The methodological quality of the included studies was assessed using the risk of bias (RoB) tools, according to Cochran's Systematic Review Handbook on interventions [22]. Including the following seven contents: (A) random sequence generation (selection bias); (B) allocation concealment (selection bias); (C) blinding of participants and personnel (performance bias); (D) blinding of outcome assessment (detection bias); (E) incomplete outcome data (attrition bias); (F) selective reporting (reporting bias); (G) other bias.

2.6. Data Extraction

Two reviewers used predesigned standard data extraction forms to independently extract data from eligible trials.
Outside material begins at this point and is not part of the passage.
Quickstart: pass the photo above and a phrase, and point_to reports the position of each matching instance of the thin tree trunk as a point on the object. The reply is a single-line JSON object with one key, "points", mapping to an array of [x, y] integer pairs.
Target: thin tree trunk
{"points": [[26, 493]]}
The excerpts were as follows: (1) the year of publication and the name of the first author, the language of publication, the type of cancer; (2) the characteristics of the participants, including the number, gender, age; (3) treatment information, including intervention management details, treatment process, and side effects; (4) measurement of results.
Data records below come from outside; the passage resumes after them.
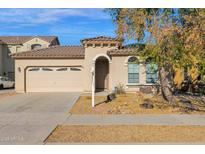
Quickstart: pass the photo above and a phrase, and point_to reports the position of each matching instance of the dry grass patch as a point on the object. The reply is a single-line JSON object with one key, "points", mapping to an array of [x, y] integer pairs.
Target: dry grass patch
{"points": [[127, 134], [7, 94], [127, 104]]}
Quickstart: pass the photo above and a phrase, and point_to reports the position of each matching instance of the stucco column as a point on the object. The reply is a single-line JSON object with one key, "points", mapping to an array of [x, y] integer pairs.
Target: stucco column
{"points": [[110, 77], [142, 73], [93, 84]]}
2.7. Danshen Formulae Composition

In each study, components of Danshen formula were documented, with a frequency analysis of the types of cancer it treated and common drugs combined with it.

2.8. Data Analysis

Dates from eligible researches were aggregated and a quantitative summary was generated by Review Manager 5.3. Egger's test was carried out by Stata 12.0.

2.9. Effect Size

Dichotomous data were reported as odds ratio (OR) with 95% confidence intervals (CI). The OR was deliberate significant at the P < 0.05 level when value 1 was not taken into the 95% CI. The purpose of this article is to explore the effectiveness of the Danshen formulae; therefore, we take the number of positive events as weights.

2.10. Heterogeneity

The statistical heterogeneity of the trials was assessed using Cochran Q tests and I2 statistics. If there is no absence of heterogeneity or moderate heterogeneity (P > 0.1, I2 < 50%) [23], a fixed effect model (FEM) will be used; otherwise, a random effects model (REM) will be applied.

2.11. Publication Bias

If a research project contained more than 10 studies, the funnel plot were used to test publication bias.
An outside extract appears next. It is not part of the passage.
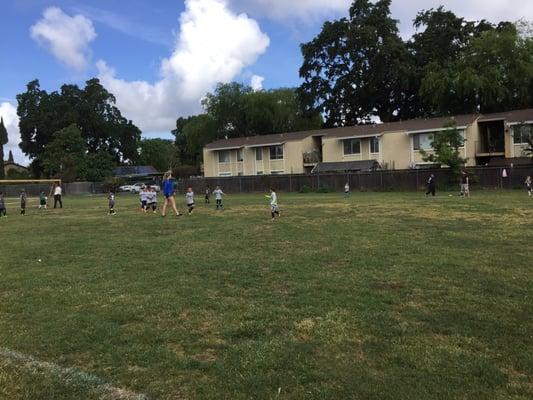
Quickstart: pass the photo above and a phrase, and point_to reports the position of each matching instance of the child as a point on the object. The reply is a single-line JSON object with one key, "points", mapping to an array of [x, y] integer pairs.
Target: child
{"points": [[218, 197], [3, 211], [189, 198], [111, 198], [207, 194], [274, 209], [431, 185], [143, 197], [42, 200], [22, 202], [152, 199]]}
2.12. Sensitivity Analysis

Sensitivity analysis was performed to test the effect of a single study on the combined effect by removing the individual survey. If the estimated value of the point after deleting a study fell beyond the 95% CI of the total effect amount (or was significantly different from the combined effect amount), we considered the study in question to have exerted a great influence on the combined effect amount and that this study required further review.

3. Results

3.1. Description of Studies

A total of 3209 studies were searched by 4 electronic databases and other sources, and 2664 records were retained after deduplication. Of these, 366 studies were unrelated to cancer, 434 were animal experiments, 462 were mechanical experiments, and 728 were reviews, protocols, experiences, or case reports. By reading the full text, 762 studies, including 103 control interventions were inappropriate, lacking 50 of the control group and 70 items without full text, 200 items were not really RCTs, 99 items did not use the Danshen formula, and 142 included other CAM treatments, such as Acupuncture, Qigong, and 90 methodology that is of low quality. In the end, the study included 13 studies with 1045 patients that met the Cochrane Robb score of 4 and conducted a meta-analysis. A PRISMA flowed graph describe the search process and research options (Figure 1).
Figure 1

Flow diagram of literature search and selection.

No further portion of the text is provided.